Out of the ruins

December 10th, 2004, 11:50 PM by Dawn

When you break a bone, you get a cast. When you pull a muscle, you get a bottle of Percocet. When you rip open your skin, you get a bandage. What happens, though, when your spirit is seemingly exorcised?

There’s a constant mental tug-of-war going on in the hearts and minds of many who make a decision and, when faced with the consequences, wonder what the hell got into them when said decision was made. I’m not talking about regret for the sake of regret (e.g., you’re sorry for more than just what happened to you specifically). What I’m thinking about is how it is true how the flapping of a butterfly’s wing can literally change the tides around the world. We make a thousand decisions a day, not realizing that there is a consequence to every single action, down to whether you decided to merge into the passing lane at a particular time. Not all consequences are bad, of course, and it is always argued that each move was meant to happen the way it did — it’s that whole “there’s a reason behind everything” mantra.
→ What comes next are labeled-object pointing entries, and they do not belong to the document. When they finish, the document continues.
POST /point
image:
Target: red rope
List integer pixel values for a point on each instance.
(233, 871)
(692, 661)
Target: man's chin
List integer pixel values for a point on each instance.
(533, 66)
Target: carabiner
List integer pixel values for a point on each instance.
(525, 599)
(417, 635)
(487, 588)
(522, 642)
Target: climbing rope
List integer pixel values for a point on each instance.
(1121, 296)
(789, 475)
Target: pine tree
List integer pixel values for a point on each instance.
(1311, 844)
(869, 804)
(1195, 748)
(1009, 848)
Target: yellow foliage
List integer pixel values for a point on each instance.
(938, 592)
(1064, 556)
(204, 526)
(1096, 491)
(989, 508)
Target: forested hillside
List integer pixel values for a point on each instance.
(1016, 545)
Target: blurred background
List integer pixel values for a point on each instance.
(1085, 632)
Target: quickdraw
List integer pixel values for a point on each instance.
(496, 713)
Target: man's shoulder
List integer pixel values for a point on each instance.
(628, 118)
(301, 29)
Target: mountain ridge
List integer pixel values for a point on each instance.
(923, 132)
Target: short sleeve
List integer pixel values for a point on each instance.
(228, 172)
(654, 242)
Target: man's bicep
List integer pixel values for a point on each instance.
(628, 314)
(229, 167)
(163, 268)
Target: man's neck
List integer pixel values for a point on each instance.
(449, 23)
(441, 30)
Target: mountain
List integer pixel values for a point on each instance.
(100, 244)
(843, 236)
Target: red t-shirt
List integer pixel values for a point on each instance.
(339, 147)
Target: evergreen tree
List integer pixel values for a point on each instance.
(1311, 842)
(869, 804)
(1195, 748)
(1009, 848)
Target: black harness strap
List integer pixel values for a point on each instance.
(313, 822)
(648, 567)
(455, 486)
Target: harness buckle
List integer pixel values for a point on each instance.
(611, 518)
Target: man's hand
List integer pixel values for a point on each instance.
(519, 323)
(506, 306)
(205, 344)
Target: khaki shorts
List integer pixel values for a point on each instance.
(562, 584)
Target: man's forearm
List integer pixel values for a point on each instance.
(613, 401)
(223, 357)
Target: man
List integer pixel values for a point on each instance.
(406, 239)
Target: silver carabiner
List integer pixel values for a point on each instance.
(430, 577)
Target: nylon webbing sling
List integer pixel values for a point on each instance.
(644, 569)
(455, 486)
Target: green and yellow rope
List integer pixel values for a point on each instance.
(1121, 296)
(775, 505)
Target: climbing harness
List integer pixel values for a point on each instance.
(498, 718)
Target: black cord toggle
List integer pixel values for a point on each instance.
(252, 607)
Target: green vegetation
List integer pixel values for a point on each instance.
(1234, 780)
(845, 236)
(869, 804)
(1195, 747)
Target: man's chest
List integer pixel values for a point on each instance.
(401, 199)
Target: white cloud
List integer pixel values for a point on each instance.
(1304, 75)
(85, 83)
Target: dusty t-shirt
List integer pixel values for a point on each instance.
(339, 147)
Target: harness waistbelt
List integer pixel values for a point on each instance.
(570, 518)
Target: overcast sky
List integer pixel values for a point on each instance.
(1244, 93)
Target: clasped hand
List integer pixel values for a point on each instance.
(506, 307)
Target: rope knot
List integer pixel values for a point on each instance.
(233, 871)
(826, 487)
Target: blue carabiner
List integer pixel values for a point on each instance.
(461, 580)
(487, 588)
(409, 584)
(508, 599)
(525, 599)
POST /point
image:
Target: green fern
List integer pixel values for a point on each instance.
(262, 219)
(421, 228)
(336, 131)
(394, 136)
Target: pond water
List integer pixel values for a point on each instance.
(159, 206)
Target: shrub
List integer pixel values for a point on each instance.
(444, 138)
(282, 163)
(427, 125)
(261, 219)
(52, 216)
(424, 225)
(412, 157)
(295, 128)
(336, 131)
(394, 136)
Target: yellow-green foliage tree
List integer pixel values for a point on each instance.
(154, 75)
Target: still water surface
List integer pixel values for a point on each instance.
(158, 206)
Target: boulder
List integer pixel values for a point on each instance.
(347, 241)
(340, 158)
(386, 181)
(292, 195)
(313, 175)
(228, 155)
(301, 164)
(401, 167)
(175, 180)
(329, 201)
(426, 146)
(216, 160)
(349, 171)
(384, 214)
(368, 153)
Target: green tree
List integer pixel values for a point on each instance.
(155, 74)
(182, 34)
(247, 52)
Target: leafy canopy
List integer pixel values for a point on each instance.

In any event, it occurs to me that, the more you do, the more bad things are likely to happen. But, conversely, you’re upping your odds for better things, too. I mean, I did something that was a total waste of time this morning. And I knew it would be. But I made a deal with myself that I would learn something from it and that something would happen to offset the utter uselessness of it all. And something did happen to erase the ugly memory from earlier. I’m still struggling with the lesson in the first thing, though. Maybe it was a reality check, although that’s the only check I have that hasn’t bounced lately. 😉

Anyway, I went out and had a little bit of fun with a friend. We used to have the best times, but with me becoming a hermit for various reasons, I’ve missed our companionship. But I don’t know that I’m that good of company anymore; maybe I should just stay hidden until the tide turns. But if I keep clinging to the underside of a wave, it’s going to drown me. Perhaps a little entertainment here and there won’t kill me. I don’t know — I tend to choose pain because at least it means I’m still feeling something. But enjoying one’s time provides such a wonderful reprieve. It reminds you that you want to switch the balance and feel elation over ache any day. It’s been so long since I dreamed, danced, sang out loud, wrote a poem, wept with joy. But as difficult as it is to envision doing those things again, I have to believe I will … that I can. I hope there will come a day that I can’t find a reason not to do those things and more.

On iTunes: Bertie Higgins, “Key Largo”



Mailbag

December 10th, 2004, 6:28 AM by Dawn

Dear Universe:

I understand that every day, every minute is some kind of test. And while I don’t know the reasons behind everything, I know you’ve got a Grand Plan for me. Forgive me if I seem sarcastic and ungrateful right now — I just feel like some of these hoops that I’m jumping through might not be that altogether necessary. I know that when all is said and done, I’m going to have a whopper of a story to share. But it’s hard finding the energy every day to jump when everyone says to but then to be suspended in midair until they get around to closing the gap, if at all. Time is running out, and so is my sense of humor. I’m really trying to let you guide me, being that my own efforts haven’t worked so far. Please just lead me down the right road and let me make good choices if in fact it comes to having more options than I’d imagined.

Thank you for those who have reached out their hands and helped me toddle along when my legs have been weak. You can bet your life that I will do the same when it’s my turn to do so. I just really want for that turn to come so I can get started on changing the world — it’s been ambling along without me for too long!